That may also be problematic because kswapd is blocked in the filesystem when trying to free an inode, so it is unable to do any memory reclaim:
349 kswapd0 [<0>] wait_transaction_locked+0x89/0xd0 [jbd2] [<0>] add_transaction_credits+0xd4/0x290 [jbd2] [<0>] start_this_handle+0x10a/0x520 [jbd2] [<0>] jbd2__journal_start+0xee/0x1f0 [jbd2] [<0>] __ldiskfs_journal_start_sb+0x6e/0x140 [ldiskfs] [<0>] ldiskfs_release_dquot+0x60/0xb0 [ldiskfs] [<0>] dqput.part.19+0x82/0x1e0 [<0>] __dquot_drop+0x69/0x90 [<0>] ldiskfs_clear_inode+0x1e/0x80 [ldiskfs] [<0>] ldiskfs_evict_inode+0x58/0x6b0 [ldiskfs] [<0>] evict+0xd2/0x1a0 [<0>] dispose_list+0x48/0x70 [<0>] prune_icache_sb+0x52/0x80 [<0>] super_cache_scan+0x123/0x1b0 [<0>] do_shrink_slab+0x11d/0x330 [<0>] shrink_slab+0xbe/0x2f0 [<0>] shrink_node+0x246/0x700 [<0>] balance_pgdat+0x2d7/0x550 [<0>] kswapd+0x201/0x3c0
I see the same kswapd0 process stuck in nbp13_hung so that seems significant.

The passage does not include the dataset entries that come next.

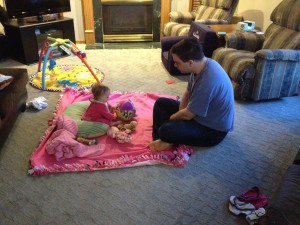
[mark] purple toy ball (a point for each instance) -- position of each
(125, 110)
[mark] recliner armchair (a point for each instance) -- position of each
(208, 12)
(263, 67)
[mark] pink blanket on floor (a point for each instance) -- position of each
(109, 154)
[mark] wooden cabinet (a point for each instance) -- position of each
(24, 39)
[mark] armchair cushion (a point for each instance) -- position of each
(281, 38)
(265, 74)
(244, 41)
(277, 74)
(239, 65)
(223, 4)
(208, 12)
(182, 17)
(290, 20)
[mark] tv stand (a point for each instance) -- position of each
(41, 18)
(24, 39)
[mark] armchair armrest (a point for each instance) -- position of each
(169, 41)
(277, 73)
(182, 17)
(278, 55)
(212, 21)
(244, 41)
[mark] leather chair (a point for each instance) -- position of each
(206, 36)
(263, 67)
(208, 12)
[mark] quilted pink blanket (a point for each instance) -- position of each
(109, 154)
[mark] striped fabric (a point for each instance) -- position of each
(209, 11)
(287, 14)
(244, 41)
(277, 74)
(224, 4)
(281, 37)
(269, 72)
(182, 17)
(239, 65)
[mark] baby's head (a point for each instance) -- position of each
(101, 92)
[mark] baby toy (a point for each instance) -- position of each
(65, 44)
(122, 133)
(125, 110)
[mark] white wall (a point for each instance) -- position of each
(255, 10)
(77, 15)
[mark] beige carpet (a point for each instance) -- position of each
(264, 142)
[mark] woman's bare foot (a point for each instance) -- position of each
(159, 145)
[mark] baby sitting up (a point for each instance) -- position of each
(99, 110)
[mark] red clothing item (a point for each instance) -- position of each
(98, 112)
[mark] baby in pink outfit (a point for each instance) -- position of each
(99, 109)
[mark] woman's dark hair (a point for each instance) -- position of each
(188, 49)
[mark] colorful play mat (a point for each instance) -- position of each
(75, 76)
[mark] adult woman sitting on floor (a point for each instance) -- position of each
(205, 113)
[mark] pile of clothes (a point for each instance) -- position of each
(249, 204)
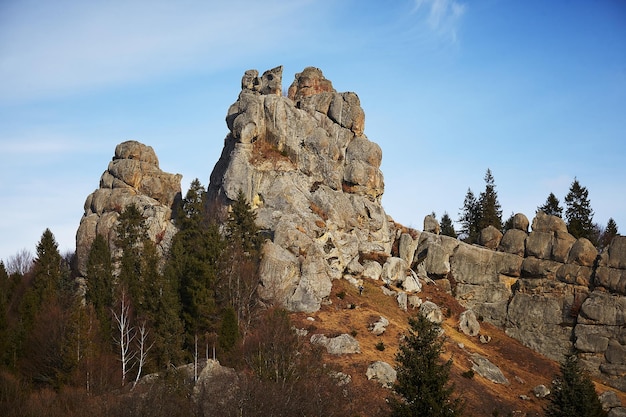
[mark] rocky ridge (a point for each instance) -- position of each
(312, 177)
(132, 177)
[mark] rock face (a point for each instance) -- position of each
(312, 177)
(549, 290)
(132, 177)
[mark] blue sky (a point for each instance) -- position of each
(533, 90)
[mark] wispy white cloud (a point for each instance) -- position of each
(61, 47)
(442, 16)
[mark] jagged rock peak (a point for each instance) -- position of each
(311, 175)
(132, 177)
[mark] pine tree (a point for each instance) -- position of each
(491, 212)
(160, 309)
(610, 231)
(100, 282)
(46, 280)
(470, 218)
(552, 206)
(238, 271)
(193, 263)
(241, 228)
(229, 330)
(579, 215)
(4, 302)
(422, 379)
(573, 393)
(447, 229)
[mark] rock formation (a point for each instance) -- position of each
(132, 177)
(549, 290)
(312, 177)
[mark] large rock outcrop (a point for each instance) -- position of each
(546, 288)
(313, 179)
(132, 177)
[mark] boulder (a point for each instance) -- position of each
(133, 177)
(520, 222)
(514, 242)
(483, 367)
(468, 323)
(340, 345)
(541, 391)
(490, 237)
(431, 225)
(313, 179)
(431, 311)
(582, 253)
(609, 399)
(379, 327)
(382, 372)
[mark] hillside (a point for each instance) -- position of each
(523, 367)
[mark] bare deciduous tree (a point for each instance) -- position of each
(126, 335)
(20, 263)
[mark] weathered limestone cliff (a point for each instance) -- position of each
(313, 178)
(132, 177)
(549, 290)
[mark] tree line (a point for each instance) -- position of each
(485, 210)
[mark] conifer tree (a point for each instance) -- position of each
(573, 393)
(447, 229)
(229, 330)
(578, 214)
(238, 272)
(422, 378)
(491, 213)
(46, 279)
(100, 282)
(241, 228)
(193, 263)
(610, 231)
(552, 206)
(4, 302)
(160, 309)
(470, 218)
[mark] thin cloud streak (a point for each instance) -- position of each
(444, 17)
(95, 45)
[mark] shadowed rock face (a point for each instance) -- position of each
(132, 177)
(312, 177)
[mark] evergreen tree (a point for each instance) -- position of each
(160, 309)
(193, 263)
(470, 218)
(491, 213)
(131, 234)
(241, 228)
(422, 379)
(238, 270)
(153, 295)
(447, 229)
(573, 393)
(100, 282)
(229, 330)
(4, 302)
(552, 206)
(46, 280)
(578, 214)
(610, 231)
(508, 224)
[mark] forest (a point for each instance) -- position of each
(77, 346)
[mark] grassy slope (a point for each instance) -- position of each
(523, 367)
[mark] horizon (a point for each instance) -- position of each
(534, 92)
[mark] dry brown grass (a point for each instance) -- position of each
(523, 367)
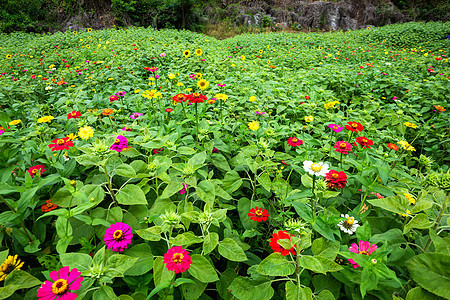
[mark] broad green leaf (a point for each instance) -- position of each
(419, 221)
(210, 242)
(229, 249)
(431, 271)
(244, 288)
(202, 269)
(276, 265)
(186, 239)
(131, 195)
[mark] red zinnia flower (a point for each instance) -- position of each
(35, 169)
(354, 126)
(61, 144)
(73, 115)
(364, 142)
(258, 214)
(48, 206)
(294, 142)
(392, 146)
(197, 98)
(335, 179)
(281, 235)
(180, 98)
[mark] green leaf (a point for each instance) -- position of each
(325, 248)
(220, 162)
(323, 228)
(202, 269)
(120, 263)
(430, 271)
(186, 239)
(318, 264)
(144, 262)
(210, 242)
(229, 249)
(264, 180)
(293, 292)
(244, 288)
(125, 171)
(276, 265)
(81, 261)
(419, 221)
(131, 195)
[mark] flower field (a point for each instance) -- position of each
(143, 164)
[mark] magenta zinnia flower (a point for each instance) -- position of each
(120, 143)
(64, 280)
(135, 115)
(343, 147)
(364, 248)
(335, 127)
(118, 236)
(177, 259)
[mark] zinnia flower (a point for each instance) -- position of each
(406, 146)
(364, 248)
(61, 144)
(354, 126)
(392, 146)
(135, 115)
(258, 214)
(335, 179)
(319, 169)
(73, 115)
(120, 143)
(177, 259)
(253, 125)
(281, 235)
(118, 236)
(45, 119)
(349, 225)
(85, 132)
(294, 142)
(364, 142)
(343, 147)
(10, 264)
(64, 280)
(48, 206)
(335, 127)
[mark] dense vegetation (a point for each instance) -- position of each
(145, 164)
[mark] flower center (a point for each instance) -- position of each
(316, 167)
(60, 286)
(177, 258)
(118, 234)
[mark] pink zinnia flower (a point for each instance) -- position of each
(364, 248)
(118, 236)
(177, 259)
(120, 143)
(64, 280)
(343, 147)
(294, 142)
(335, 127)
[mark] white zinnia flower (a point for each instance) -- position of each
(348, 226)
(319, 169)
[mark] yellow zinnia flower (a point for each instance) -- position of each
(10, 264)
(45, 119)
(86, 132)
(253, 125)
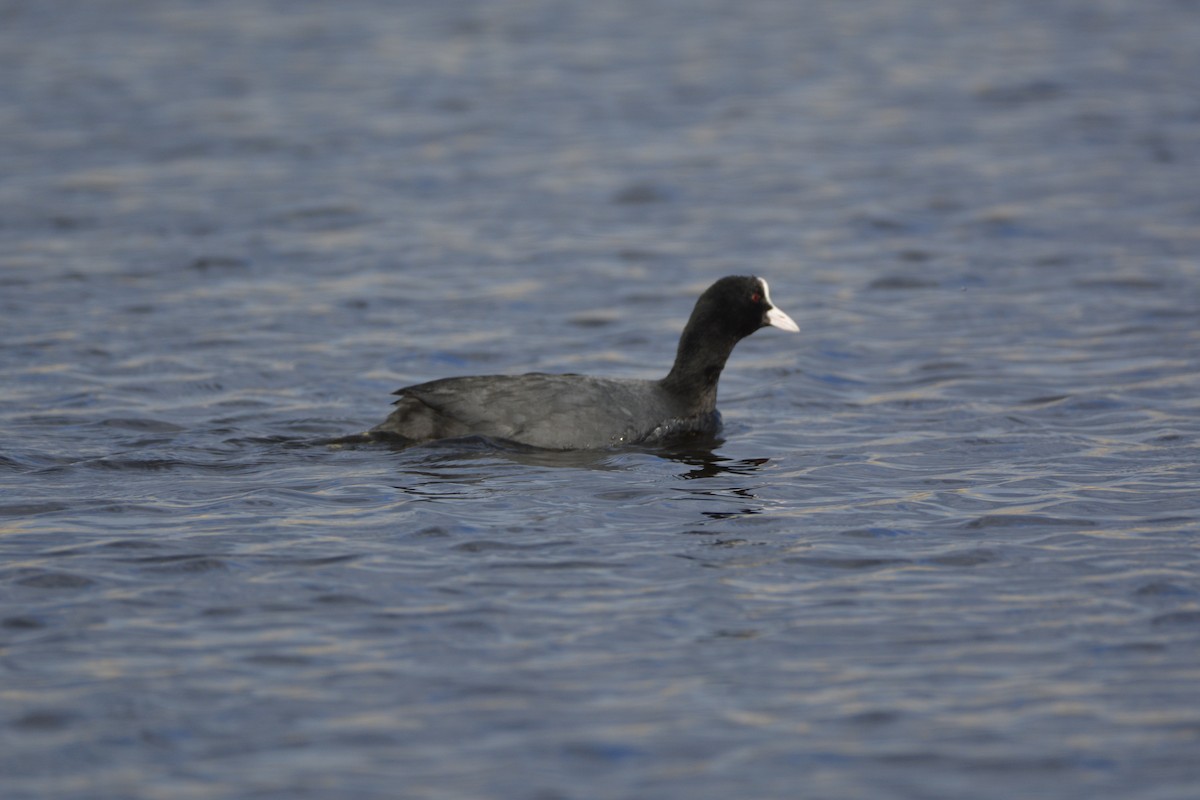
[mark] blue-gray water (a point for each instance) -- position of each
(946, 548)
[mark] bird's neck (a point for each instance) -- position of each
(697, 367)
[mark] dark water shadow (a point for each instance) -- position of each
(697, 452)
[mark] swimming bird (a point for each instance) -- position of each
(573, 411)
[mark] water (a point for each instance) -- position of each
(946, 547)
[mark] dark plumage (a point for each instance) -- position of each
(569, 411)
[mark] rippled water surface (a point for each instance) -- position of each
(946, 547)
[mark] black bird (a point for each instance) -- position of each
(570, 411)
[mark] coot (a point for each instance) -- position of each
(570, 411)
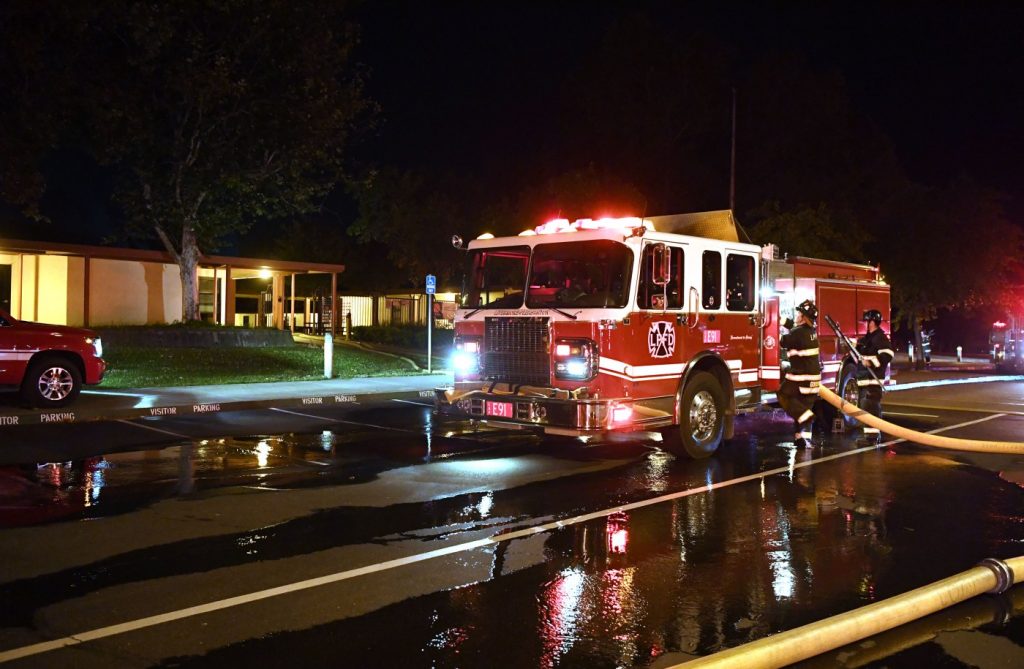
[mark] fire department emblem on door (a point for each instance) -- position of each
(660, 339)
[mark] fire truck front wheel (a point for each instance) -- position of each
(701, 417)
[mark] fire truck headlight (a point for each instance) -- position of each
(466, 356)
(576, 360)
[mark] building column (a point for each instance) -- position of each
(334, 302)
(228, 297)
(85, 293)
(278, 296)
(291, 306)
(216, 294)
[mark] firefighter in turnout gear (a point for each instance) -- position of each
(800, 388)
(876, 352)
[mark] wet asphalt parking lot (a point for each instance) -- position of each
(368, 536)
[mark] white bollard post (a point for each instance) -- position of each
(328, 356)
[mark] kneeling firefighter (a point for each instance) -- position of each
(876, 353)
(800, 388)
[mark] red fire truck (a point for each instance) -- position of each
(594, 326)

I don't have the configuration, system, and storage details, but it may just be that there are too many threads running on this system for the amount of RAM that it has? You could try tuning oss_max_threads=256 or similar to reduce the concurrent thread count so the OSS memory isn't running out. If large RPCs are in use (e.g. obdfilter.*.brw_size=16 or =32) then this could be reduced so the OST threads are not preallocating so much memory for large RPCs.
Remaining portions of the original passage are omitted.